Auch der Landkreis Oberhavel kann von dem neuen Kommunalen Investitionsprogramm (KIP) für die Feuerwehrinfrastruktur profitieren. Ich freue mich sehr das, das erfolgreiche Programm zur Unterstützung von Feuerwehren jetzt neu aufgelegt wird. Wir haben uns in den Koalitionsfraktionen gemeinsam darauf verständigt, dass die Regionen und Gemeinden für Neu- und Umbaumaßnahmen von Feuerwehrgerätehäusern Zuwendungen aus dem Zukunftsinvestitionsfonds erhalten sollen. Nun wurde die Richtlinie zur Beantragung der Fördermittel erarbeitet. Das Investitionsprogramm umfasst insgesamt 40 Millionen Euro. Damit stärken wir unsere Brandenburger Feuerwehren. Auch für uns in Oberhavel ist damit eine finanzielle Unterstützung im Bereich der Feuerwehrinfrastruktur möglich – egal ob es sich dabei um kleine oder große Wehren handelt.

Für die Feuerwehren und deren Kamerad(innen) wurde in den letzten Jahren viel getan, um die Bedingungen und Wertschätzung aller Einsatzkräfte zu verbessern. Diese Unterstützung geht weiter. Die finanziellen Zuwendungen zum Um- oder Neubau von Feuerwehrgerätehäusern umfassen auch die Errichtung und den Umbau von Umkleideräumen oder Sanitäreinrichtungen.

Förderfähig sind zudem die verschiedenen Sondereinrichtungen, wie beispielsweise Schlauchtrockentürmen oder Atemschutzübungsanlagen. Um eine möglichst große Anzahl an Kommunen zu fördern, wurde ein Höchstförderbetrag von einer Million Euro festgelegt. Ich habe auch kleine und finanzschwache Kommunen im Blick und war bereits vor einigen Wochen in Kremmen bei der Feuerwehr um mir dort einen Einblick zu verschaffen, über die geplanten Um- und Ausbaupläne. Kleine und finanzschwache Kommunen werden einen höheren Festbetrag bei den Umbau- und Sanierungsmaßnahmen erhalten. Eine Verbesserung für die Kameraden vor Ort rückt mit Hilfe des Landes hier in greifbare Nähe.

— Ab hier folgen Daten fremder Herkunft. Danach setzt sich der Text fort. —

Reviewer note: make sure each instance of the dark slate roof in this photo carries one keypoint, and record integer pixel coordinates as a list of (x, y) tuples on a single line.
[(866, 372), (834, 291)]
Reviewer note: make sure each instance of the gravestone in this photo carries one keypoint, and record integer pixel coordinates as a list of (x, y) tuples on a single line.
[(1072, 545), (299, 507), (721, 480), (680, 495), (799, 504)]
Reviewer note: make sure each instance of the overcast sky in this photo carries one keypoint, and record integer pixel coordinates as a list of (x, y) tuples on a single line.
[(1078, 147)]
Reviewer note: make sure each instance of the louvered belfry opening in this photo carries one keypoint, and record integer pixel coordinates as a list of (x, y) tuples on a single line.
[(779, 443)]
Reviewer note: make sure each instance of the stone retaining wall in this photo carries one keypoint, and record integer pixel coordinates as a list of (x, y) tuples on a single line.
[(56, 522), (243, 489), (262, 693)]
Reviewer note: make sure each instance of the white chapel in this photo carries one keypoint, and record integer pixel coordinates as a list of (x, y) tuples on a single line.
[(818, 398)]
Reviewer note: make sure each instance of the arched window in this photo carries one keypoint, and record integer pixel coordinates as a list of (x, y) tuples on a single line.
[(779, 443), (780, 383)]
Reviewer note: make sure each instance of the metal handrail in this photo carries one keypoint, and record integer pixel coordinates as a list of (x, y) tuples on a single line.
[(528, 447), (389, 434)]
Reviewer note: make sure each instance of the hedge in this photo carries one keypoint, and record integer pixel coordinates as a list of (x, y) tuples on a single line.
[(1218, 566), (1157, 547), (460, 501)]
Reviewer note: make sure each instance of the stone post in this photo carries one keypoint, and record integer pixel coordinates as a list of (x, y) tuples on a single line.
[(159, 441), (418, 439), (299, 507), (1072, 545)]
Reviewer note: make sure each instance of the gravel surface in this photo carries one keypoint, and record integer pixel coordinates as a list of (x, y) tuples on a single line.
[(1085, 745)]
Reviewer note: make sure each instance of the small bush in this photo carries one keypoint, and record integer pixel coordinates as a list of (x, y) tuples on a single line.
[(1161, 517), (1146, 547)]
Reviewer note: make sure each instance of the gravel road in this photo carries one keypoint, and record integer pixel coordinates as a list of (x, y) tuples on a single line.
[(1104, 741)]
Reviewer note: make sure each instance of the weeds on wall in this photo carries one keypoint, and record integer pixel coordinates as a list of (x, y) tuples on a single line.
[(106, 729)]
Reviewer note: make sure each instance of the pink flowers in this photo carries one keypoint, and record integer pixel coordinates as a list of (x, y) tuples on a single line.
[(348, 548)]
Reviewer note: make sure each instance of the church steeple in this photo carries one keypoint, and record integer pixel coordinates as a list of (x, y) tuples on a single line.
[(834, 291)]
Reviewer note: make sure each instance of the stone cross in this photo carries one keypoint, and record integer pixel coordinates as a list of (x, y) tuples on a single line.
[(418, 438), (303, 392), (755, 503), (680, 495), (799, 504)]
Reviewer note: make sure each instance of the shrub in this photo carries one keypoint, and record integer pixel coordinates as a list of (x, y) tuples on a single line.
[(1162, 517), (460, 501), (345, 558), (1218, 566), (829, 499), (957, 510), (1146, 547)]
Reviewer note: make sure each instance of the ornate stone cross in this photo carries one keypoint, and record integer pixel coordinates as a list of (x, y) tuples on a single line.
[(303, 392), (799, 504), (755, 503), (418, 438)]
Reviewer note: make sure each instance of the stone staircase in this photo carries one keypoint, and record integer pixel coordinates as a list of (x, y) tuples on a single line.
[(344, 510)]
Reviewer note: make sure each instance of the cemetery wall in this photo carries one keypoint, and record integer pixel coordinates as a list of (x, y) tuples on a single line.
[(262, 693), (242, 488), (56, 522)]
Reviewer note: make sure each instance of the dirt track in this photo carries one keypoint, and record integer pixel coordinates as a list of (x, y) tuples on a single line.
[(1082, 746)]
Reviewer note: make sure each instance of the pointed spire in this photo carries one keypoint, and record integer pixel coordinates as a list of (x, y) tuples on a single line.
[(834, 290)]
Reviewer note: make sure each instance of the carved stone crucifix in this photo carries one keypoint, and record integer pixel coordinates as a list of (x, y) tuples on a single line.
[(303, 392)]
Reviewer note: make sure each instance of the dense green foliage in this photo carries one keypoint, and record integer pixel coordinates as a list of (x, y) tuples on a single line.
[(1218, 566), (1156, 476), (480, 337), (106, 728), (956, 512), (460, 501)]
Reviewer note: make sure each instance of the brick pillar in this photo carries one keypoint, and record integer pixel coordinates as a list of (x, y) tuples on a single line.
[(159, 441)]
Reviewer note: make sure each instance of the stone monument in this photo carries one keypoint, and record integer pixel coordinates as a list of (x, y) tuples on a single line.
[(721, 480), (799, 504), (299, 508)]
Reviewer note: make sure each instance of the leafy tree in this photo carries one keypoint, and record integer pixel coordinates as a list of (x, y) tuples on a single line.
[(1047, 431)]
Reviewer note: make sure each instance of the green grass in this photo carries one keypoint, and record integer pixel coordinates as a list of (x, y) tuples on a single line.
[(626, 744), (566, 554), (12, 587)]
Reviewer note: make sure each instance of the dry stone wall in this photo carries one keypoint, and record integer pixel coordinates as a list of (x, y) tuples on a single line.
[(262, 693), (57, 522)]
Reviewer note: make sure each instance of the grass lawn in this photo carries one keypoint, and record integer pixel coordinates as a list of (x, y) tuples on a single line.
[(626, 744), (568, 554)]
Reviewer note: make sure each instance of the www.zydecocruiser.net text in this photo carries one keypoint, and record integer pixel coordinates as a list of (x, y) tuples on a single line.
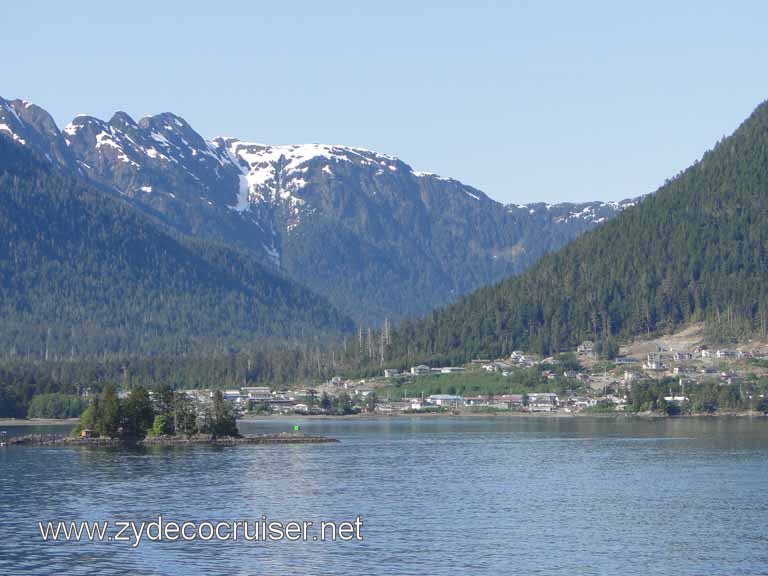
[(160, 530)]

Die Feuerwehrinfrastruktur-Richtlinie wird Anfang Dezember 2020 im Amtsblatt für Brandenburg veröffentlicht. Die Veröffentlichung bildet den Startschuss für die Förderphase des Kommunalen Investitionsprogrammes für die Feuerwehrinfrastruktur. Dann können sich die Gemeinden als Träger des Brandschutzes um diese Mittel bewerben.